I stopped briefly and pushed the shutter button 6 or 7 times to capture the mayhem around me. Janie was shouting at me I think or it could have been other people, everybody trying to get out of the area.
|The blast directly across the street|
For some time the network was busy, probably because of the volume of people trying to contact loved ones but mainly due to the anti-terrorist process put in place to shutdown the networks to prevent any further detonations occurring.
About 20 minutes or so after the explosions went off I got through to Nikki and discovered she was fine. The race organisers (BAA) had shown wonderful planning and skills and shutdown the course within moments of incident, preventing anybody from running in to the area.

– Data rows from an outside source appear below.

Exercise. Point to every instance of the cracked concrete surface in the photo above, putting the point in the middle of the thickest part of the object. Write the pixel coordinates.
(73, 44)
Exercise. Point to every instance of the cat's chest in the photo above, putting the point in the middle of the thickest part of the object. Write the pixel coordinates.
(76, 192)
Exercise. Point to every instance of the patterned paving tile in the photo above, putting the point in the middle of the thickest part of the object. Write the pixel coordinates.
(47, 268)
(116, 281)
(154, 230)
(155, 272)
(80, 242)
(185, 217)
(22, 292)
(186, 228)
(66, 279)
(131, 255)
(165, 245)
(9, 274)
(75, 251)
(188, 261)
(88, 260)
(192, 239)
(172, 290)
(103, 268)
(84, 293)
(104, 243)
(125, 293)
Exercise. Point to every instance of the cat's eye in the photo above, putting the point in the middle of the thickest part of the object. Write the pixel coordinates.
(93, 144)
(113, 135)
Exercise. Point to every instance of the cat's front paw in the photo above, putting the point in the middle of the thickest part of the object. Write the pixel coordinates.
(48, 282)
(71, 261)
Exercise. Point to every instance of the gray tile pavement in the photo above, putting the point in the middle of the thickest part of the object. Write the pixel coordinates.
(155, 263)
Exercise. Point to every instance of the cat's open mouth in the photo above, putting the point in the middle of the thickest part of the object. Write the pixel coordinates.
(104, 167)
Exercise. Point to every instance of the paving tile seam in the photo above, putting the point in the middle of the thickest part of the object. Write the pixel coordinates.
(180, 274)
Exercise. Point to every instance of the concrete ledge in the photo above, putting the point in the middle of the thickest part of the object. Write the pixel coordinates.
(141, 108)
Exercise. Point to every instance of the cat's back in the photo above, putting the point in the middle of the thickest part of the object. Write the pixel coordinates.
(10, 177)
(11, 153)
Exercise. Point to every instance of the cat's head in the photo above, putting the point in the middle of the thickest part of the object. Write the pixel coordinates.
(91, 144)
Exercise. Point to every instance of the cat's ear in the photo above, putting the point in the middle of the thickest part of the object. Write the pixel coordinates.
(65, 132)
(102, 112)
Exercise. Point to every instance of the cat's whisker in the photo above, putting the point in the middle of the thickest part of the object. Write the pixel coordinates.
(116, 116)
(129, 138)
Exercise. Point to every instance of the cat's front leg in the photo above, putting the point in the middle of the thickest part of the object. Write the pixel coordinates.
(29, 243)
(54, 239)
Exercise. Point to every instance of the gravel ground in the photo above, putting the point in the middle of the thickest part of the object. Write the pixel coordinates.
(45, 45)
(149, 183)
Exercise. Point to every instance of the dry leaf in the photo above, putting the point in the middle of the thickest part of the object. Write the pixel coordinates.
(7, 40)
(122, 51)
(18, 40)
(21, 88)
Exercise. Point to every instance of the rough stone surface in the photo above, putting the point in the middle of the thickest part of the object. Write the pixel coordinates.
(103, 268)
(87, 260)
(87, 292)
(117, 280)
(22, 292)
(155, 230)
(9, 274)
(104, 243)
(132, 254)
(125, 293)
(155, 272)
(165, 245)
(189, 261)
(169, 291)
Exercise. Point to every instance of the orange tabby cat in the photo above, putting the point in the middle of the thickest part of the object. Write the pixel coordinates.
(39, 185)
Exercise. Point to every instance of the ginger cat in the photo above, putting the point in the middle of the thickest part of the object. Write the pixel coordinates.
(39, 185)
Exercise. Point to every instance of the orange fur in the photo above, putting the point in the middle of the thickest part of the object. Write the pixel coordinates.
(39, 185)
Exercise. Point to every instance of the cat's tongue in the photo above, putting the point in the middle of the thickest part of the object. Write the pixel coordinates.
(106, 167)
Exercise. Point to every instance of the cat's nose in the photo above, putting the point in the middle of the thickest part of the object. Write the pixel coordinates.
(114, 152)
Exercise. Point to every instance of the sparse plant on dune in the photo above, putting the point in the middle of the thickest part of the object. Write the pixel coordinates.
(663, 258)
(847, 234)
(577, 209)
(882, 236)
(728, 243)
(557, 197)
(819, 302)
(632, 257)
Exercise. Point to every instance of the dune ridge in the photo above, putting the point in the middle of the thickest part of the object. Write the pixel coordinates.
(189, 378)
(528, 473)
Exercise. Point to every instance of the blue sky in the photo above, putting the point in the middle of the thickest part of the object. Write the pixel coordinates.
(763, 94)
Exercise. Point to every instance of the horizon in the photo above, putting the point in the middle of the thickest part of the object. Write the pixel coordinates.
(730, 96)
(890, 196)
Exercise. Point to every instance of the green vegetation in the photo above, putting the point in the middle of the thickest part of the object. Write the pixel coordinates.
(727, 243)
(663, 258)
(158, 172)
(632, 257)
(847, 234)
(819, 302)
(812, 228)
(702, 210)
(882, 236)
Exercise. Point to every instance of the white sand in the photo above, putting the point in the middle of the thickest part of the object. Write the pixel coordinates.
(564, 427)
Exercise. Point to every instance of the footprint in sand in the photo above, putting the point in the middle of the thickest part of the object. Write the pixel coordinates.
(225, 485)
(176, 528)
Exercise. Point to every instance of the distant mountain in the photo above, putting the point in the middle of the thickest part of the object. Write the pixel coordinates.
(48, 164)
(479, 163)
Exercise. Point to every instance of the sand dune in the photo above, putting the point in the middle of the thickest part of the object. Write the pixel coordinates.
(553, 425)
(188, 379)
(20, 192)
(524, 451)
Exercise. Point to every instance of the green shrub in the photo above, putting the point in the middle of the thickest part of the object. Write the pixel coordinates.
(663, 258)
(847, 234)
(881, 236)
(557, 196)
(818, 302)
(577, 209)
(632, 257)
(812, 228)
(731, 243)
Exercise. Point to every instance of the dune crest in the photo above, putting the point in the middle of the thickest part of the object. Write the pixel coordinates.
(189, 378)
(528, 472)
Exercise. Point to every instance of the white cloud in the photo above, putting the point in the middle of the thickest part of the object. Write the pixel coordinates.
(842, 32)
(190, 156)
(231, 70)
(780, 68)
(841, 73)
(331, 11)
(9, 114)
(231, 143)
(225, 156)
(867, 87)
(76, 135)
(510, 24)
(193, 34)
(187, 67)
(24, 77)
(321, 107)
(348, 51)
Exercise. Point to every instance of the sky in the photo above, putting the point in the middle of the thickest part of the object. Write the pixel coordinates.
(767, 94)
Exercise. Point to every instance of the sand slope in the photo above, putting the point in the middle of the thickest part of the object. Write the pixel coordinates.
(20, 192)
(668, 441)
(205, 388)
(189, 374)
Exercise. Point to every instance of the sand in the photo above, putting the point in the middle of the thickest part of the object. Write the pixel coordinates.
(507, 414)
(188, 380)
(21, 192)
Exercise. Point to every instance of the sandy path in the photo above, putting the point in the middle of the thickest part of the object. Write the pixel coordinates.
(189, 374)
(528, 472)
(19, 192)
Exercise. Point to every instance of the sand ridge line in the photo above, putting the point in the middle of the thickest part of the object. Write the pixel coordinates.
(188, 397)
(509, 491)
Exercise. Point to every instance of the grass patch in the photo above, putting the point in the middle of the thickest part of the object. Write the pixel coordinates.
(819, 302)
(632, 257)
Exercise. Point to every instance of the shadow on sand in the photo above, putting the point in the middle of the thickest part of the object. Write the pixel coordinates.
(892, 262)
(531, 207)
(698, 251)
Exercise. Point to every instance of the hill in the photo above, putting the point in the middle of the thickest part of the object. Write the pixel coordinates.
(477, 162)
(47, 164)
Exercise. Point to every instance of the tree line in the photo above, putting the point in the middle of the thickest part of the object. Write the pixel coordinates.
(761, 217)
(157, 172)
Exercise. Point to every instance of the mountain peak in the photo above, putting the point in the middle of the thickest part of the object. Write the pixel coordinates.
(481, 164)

It took 1.5 hours or so before we met up as a group due to the street closures but when we eventually did it was quite an emotional moment.
We got to the car and got out of the city as quickly as we could.
We passed countless Police and other emergency people, all heading in the opposite direction, not knowing what they were going to see or the danger they were potentially running towards.
Today I feel lucky to be alive, I have a feeling it’s going to be quite emotional but our thoughts must go out to those families who weren’t as lucky as us. As well as to the first responders, who no doubt have much worse images ingrained on their memories than I do and whom I can’t thank enough for dealing with the incident so swiftly.
The Michael Lisnow Respite Center may well have saved our lives yesterday. I hadn’t appreciated it until John & Janie pointed out that if they hadn’t given us the VIP passes, we would have been standing by the finish line on the opposite side of the road. Possibly too close, possibly not and we’ll never know for sure. If you can spare anything at all for this wonderful charity, please donate directly or via Nikki's Razoo page.
I will be back next year, running Boston in 2014, with an entry or as a bandit, I don’t care! I will be running to show those bastards they can’t win! Ironically, the race director of Boston ran his first 2 Boston Marathons as a bandit, I hope they allow them next year too.